Re: [RFC V3 13/13] KVM: arm64: Enable FEAT_LPA2 based 52 bits IPA size on 4K and 16K

From: Marc Zyngier
Date: Tue Oct 12 2021 - 04:30:19 EST


On Tue, 12 Oct 2021 05:24:15 +0100,
Anshuman Khandual <anshuman.khandual@xxxxxxx> wrote:
>
> Hello Marc,
>
> On 10/11/21 3:46 PM, Marc Zyngier wrote:
> > On Thu, 30 Sep 2021 11:35:16 +0100,
> > Anshuman Khandual <anshuman.khandual@xxxxxxx> wrote:
> >>
> >> Stage-2 FEAT_LPA2 support is independent and also orthogonal to FEAT_LPA2
> >> support either in Stage-1 or in the host kernel.
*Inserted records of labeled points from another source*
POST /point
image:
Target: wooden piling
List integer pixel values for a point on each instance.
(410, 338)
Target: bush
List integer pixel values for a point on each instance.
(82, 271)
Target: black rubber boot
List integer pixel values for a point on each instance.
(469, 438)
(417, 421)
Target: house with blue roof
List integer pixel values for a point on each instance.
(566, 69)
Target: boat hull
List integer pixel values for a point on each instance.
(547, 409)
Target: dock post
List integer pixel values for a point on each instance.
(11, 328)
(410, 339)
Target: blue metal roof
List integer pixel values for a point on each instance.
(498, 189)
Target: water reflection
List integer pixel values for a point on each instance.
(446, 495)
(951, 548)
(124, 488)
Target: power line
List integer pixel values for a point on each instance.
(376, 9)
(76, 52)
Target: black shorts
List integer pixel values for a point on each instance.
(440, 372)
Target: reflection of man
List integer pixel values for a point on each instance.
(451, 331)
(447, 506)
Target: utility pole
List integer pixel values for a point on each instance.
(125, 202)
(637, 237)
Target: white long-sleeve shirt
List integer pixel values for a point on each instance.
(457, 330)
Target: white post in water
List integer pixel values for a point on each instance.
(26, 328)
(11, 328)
Stage-2 IPA range support
> >> is evaluated from the platform via ID_AA64MMFR0_TGRAN_2_SUPPORTED_LPA2 and
> >> gets enabled regardless of Stage-1 translation.
> >>
> >> Signed-off-by: Anshuman Khandual <anshuman.khandual@xxxxxxx>
> >> ---
> >> arch/arm64/include/asm/kvm_pgtable.h | 10 +++++++++-
> >> arch/arm64/kvm/hyp/pgtable.c | 25 +++++++++++++++++++++++--
> >> arch/arm64/kvm/reset.c | 14 ++++++++++----
> >> 3 files changed, 42 insertions(+), 7 deletions(-)
> >>
> >> diff --git a/arch/arm64/include/asm/kvm_pgtable.h b/arch/arm64/include/asm/kvm_pgtable.h
> >> index 0277838..78a9d12 100644
> >> --- a/arch/arm64/include/asm/kvm_pgtable.h
> >> +++ b/arch/arm64/include/asm/kvm_pgtable.h
> >> @@ -29,18 +29,26 @@ typedef u64 kvm_pte_t;
> >>
> >> #define KVM_PTE_ADDR_MASK GENMASK(47, PAGE_SHIFT)
> >> #define KVM_PTE_ADDR_51_48 GENMASK(15, 12)
> >> +#define KVM_PTE_ADDR_51_50 GENMASK(9, 8)
> >>
> >> static inline bool kvm_pte_valid(kvm_pte_t pte)
> >> {
> >> return pte & KVM_PTE_VALID;
> >> }
> >>
> >> +void set_kvm_lpa2_enabled(void);
> >> +bool get_kvm_lpa2_enabled(void);
> >> +
> >> static inline u64 kvm_pte_to_phys(kvm_pte_t pte)
> >> {
> >> u64 pa = pte & KVM_PTE_ADDR_MASK;
> >>
> >> - if (PAGE_SHIFT == 16)
> >> + if (PAGE_SHIFT == 16) {
> >> pa |= FIELD_GET(KVM_PTE_ADDR_51_48, pte) << 48;
> >> + } else {
> >> + if (get_kvm_lpa2_enabled())
> >
> > Having to do a function call just for this test seems bad, specially
> > for something that is used so often on the fault path.
> >
> > Why can't this be made a normal capability that indicates LPA support
> > for the current page size?
>
> Although I could look into making this a normal capability check, would
> not a static key based implementation be preferred if the function call
> based construct here is too expensive ?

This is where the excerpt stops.